What I want to do is remove all the strings/links in testLinkSet that appear in goodLinkSet and badLinkSet so I'm not testing URLs multiple times. I want to do this as efficiently and as fast as possible. A for each loop seems to be a bit slow.
What's the most efficient way of running this? Are there any functions that does this for me? Any advice would be very much appreciated!
Upvotes: 0
Views: 631
Reputation: 30301
You should check at insertion time:
boolean addToTestLinkSet(String str) {
if (goodLinkSet.contains(str) || badLinkSet.contains(str))
return false;
testLinkSet.add(str);
return true;
}
contains()
on HashSet
s is O(1), so the overhead should be pretty low.
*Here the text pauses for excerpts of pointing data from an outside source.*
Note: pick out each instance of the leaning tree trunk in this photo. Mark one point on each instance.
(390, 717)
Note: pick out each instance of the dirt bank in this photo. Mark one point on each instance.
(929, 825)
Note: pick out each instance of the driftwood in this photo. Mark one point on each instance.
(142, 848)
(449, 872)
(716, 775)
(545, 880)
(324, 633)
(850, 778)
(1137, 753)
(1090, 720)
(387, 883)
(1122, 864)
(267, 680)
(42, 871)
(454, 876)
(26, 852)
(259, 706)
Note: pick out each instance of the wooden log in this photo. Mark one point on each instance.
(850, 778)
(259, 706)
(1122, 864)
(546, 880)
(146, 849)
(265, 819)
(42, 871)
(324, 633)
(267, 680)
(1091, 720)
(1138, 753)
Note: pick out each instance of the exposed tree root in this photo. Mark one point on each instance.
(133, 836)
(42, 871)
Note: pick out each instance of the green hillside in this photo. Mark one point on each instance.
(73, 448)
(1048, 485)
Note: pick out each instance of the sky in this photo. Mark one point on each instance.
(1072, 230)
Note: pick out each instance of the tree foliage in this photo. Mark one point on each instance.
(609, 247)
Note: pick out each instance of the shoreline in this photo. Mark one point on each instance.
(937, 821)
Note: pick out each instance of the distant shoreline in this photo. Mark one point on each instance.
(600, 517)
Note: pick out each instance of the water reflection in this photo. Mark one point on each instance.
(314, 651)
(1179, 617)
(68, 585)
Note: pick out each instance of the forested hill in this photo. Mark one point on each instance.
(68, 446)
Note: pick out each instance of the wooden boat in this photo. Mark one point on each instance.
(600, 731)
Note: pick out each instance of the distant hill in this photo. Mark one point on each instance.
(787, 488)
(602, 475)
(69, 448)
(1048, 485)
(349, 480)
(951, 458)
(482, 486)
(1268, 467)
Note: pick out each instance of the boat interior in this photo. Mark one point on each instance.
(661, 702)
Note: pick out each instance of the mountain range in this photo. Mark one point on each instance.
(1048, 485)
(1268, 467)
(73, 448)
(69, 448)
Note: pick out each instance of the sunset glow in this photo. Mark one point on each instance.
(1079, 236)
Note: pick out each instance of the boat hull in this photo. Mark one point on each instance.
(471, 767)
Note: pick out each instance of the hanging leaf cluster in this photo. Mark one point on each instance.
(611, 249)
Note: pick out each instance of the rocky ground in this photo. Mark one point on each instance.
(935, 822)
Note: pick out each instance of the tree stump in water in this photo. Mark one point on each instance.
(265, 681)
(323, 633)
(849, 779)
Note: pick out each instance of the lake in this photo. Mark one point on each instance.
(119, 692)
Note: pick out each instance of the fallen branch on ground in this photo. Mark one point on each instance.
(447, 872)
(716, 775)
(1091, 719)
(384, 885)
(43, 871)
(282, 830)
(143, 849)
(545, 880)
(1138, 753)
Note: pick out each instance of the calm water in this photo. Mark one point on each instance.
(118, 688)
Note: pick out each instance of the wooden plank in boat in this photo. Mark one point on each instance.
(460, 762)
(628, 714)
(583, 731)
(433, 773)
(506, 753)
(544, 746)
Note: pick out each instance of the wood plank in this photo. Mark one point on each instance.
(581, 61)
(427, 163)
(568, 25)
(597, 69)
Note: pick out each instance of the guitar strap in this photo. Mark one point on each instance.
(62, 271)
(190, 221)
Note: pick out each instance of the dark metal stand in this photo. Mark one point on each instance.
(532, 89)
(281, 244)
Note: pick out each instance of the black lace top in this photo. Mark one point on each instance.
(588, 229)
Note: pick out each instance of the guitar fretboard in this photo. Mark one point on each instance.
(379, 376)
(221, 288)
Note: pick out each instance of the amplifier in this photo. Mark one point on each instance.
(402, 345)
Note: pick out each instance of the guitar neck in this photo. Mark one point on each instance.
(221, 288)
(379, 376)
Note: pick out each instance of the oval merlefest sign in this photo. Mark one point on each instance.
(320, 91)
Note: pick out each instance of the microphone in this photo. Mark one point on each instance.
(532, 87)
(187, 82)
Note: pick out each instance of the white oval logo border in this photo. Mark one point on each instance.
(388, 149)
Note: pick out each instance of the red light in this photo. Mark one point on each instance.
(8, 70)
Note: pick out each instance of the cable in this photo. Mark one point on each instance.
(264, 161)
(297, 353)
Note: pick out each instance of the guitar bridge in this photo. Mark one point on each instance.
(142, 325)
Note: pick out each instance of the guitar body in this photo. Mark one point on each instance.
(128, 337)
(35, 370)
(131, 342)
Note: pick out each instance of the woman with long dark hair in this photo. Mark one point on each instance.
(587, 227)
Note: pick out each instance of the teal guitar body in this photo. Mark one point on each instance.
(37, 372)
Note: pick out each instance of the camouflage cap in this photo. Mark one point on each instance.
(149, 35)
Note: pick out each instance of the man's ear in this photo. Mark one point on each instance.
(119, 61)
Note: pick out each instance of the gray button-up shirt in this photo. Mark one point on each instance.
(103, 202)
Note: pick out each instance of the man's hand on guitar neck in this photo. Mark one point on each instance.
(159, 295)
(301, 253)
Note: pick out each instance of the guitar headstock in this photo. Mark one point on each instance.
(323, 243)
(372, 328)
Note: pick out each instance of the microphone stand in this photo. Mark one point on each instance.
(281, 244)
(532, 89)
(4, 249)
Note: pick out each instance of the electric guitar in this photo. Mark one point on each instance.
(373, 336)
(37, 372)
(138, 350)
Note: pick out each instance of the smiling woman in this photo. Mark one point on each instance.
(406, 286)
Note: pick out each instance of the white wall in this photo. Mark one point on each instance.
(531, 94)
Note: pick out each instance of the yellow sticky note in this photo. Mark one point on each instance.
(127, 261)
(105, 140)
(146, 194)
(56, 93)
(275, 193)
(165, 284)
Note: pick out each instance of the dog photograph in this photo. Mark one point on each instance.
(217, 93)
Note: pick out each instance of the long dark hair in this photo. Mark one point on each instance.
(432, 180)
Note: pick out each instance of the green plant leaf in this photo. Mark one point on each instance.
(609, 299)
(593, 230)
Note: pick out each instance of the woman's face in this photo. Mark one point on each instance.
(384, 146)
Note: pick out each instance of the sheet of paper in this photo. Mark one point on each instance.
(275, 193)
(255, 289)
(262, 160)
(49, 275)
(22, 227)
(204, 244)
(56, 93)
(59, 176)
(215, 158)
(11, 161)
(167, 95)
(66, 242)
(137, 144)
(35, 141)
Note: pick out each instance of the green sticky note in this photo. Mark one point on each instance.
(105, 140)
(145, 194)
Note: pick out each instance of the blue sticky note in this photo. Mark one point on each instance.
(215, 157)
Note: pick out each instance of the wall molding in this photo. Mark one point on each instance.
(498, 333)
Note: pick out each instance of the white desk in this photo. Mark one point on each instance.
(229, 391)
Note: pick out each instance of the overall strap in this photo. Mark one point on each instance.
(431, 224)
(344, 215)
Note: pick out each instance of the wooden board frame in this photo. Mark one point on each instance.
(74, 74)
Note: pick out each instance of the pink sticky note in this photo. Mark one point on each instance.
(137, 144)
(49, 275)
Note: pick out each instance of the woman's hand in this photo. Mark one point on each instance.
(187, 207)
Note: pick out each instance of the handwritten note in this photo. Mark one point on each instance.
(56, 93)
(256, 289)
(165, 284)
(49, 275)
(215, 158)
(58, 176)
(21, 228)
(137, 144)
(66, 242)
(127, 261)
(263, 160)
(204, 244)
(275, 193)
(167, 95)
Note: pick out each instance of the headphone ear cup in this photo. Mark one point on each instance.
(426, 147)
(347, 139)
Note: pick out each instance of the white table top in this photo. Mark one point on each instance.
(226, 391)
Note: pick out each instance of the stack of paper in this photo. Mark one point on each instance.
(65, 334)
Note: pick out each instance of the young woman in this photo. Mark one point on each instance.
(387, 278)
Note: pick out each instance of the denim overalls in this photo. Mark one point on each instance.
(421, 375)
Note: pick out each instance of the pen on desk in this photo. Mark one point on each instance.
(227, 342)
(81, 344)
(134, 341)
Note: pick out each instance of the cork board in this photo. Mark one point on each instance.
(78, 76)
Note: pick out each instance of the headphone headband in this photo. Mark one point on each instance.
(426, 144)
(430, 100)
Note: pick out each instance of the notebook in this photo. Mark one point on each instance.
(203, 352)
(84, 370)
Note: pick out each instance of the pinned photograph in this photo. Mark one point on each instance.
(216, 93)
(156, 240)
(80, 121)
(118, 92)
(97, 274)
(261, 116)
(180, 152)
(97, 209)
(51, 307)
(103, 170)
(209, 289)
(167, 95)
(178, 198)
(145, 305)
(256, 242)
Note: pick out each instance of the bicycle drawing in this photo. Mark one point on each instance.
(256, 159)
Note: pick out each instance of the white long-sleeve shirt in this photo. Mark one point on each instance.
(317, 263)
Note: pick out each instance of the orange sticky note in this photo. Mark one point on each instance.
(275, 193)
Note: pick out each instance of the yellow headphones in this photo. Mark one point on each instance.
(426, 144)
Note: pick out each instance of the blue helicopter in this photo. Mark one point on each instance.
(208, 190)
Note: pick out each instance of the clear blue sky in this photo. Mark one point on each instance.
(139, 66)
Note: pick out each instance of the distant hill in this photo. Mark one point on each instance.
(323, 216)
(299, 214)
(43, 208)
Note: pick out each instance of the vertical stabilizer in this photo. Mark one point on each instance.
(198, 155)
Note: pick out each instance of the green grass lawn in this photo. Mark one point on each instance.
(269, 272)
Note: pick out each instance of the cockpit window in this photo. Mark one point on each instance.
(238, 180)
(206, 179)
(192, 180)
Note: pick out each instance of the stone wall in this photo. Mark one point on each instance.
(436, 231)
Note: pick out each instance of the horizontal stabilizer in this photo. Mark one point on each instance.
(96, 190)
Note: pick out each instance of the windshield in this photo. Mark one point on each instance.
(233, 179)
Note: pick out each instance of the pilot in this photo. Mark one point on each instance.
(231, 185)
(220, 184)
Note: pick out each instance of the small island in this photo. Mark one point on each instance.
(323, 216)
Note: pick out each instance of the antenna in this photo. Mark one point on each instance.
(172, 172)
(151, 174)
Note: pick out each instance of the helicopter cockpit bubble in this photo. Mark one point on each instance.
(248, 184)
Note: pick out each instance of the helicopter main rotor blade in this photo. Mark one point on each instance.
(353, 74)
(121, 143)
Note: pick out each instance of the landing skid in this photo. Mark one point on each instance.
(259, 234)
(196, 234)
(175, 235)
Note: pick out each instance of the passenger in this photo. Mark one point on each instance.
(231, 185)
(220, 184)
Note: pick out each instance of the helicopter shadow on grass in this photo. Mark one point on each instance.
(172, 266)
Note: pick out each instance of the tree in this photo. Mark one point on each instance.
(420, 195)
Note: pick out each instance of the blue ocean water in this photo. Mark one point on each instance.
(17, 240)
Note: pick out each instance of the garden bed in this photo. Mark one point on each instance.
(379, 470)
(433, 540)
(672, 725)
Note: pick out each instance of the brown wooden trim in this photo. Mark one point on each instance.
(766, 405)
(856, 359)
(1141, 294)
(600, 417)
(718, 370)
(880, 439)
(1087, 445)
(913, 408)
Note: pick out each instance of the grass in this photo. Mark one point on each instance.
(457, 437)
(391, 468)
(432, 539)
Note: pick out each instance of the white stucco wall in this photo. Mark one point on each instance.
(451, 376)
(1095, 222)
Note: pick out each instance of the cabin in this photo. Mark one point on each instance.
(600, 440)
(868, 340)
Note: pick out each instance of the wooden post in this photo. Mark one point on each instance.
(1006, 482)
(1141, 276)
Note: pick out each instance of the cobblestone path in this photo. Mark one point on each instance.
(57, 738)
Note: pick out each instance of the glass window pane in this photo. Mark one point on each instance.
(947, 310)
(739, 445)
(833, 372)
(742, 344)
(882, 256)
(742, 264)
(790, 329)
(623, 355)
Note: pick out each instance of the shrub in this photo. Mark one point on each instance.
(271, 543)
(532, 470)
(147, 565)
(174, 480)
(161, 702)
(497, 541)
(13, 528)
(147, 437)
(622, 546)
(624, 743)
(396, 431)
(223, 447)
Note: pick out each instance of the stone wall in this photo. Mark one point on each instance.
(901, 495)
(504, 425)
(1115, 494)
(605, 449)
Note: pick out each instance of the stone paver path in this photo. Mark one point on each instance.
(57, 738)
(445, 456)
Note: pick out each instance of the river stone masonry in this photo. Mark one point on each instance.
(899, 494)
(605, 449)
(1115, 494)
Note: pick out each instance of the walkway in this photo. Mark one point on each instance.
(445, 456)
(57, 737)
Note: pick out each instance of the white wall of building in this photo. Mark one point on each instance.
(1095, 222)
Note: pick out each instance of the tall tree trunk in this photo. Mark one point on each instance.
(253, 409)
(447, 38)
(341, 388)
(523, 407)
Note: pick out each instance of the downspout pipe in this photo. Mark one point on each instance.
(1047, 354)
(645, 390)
The solution is pretty similar to Peter's but has the added bonus of using less memory (because it will avoid temporarily storing useless entries in testLinkSet
).
Additionally, if you know that badLinkSet.size() > goodLinkSet.size()
, you may even swap the order in which the two sets are tested.
Upvotes: 1
Reputation: 533530
What I want to do is remove all the strings/links in testLinkSet that appear in goodLinkSet and badLinkSet so I'm not testing URLs multiple times.
The most efficient way is to not remove the entries but to test them as you need to.
for(URL url: testLinkSet) {
if(goodLinkSet.conatins(url) || badListSet.conatins(url)) continue;
// test url
}
This does far less work as it does the same amount of tests, but avoid modifying anything.
Upvotes: 3
Reputation: 328629
What I want to do is remove all the strings/links in testLinkSet that appear in goodLinkSet and badLinkSet so I'm not testing URLs multiple times.
testLinkSet.removeAll(goodLinkSet);
testLinkSet.removeAll(badLinkSet);
This will run a loop internally, but unless you have (many) millions of links you won't have time to count to 1 before it completes.
If you need better performance, you should track each individual link and remove/add them as and when they get tested.
Upvotes: 6